The strawberry is one of those (faux) fruits that humans in the Northern Hemisphere have been eating for a long, long time. It’s indigenous to just about everywhere north of the equator and south of the arctic circle, from eastern China all the way around to the California coast. Some linguists believe that the word “strawberry” itself has been in use for some 6,000 years, a combination of two Indo-European root words “berry” (which means “bright” or “shiny”), and “straw” (which means “scattered” or “strewn”, a possible reference to the fact that the strawberry plant spreads via runners).

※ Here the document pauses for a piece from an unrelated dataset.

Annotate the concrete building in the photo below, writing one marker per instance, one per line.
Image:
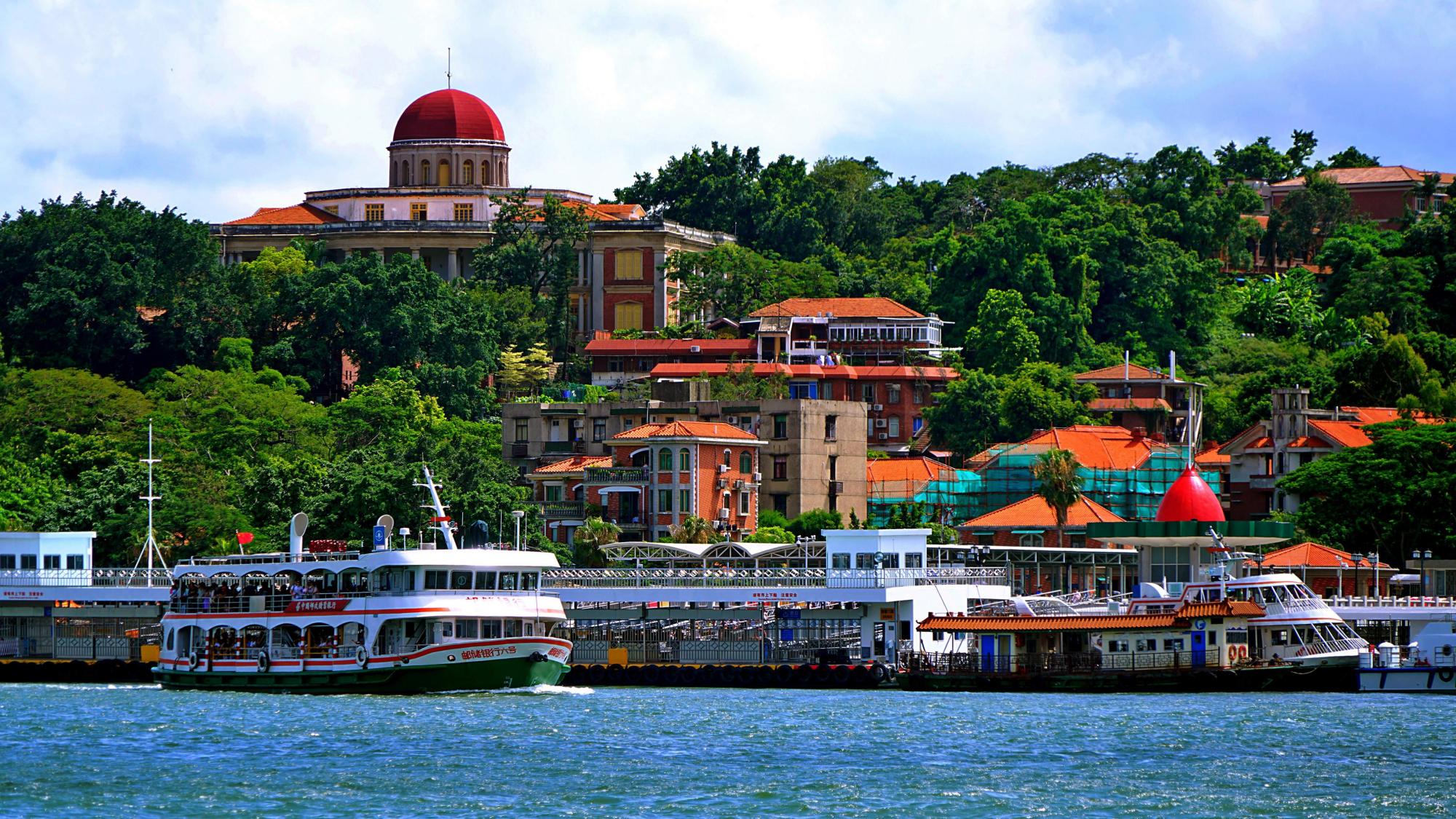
(812, 454)
(449, 164)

True or not, it’s all but certain that the people who invented the word for strawberry didn’t have access to the same plump, sweet and succulent berries we enjoy today. Eurasian strawberries were by all accounts small, tart and pithy until rather recently. It took a trip to the New World and the discovery of several new varieties before commercial growers could produce (faux) fruit fit for the supermarket. Modern commercial strawberries combine genes from Chilean, French and Mongolian forebears, among others.
Still there remains plenty of variation among mass-produced cultivars. New World strawberries are known for their “pineapple” notes vis-à-vis their “grape”-tasting European cousins. But there’s no question that we wouldn’t have the berries we have today were it not for the combined efforts of strawberry lovers across the Northern Hemisphere.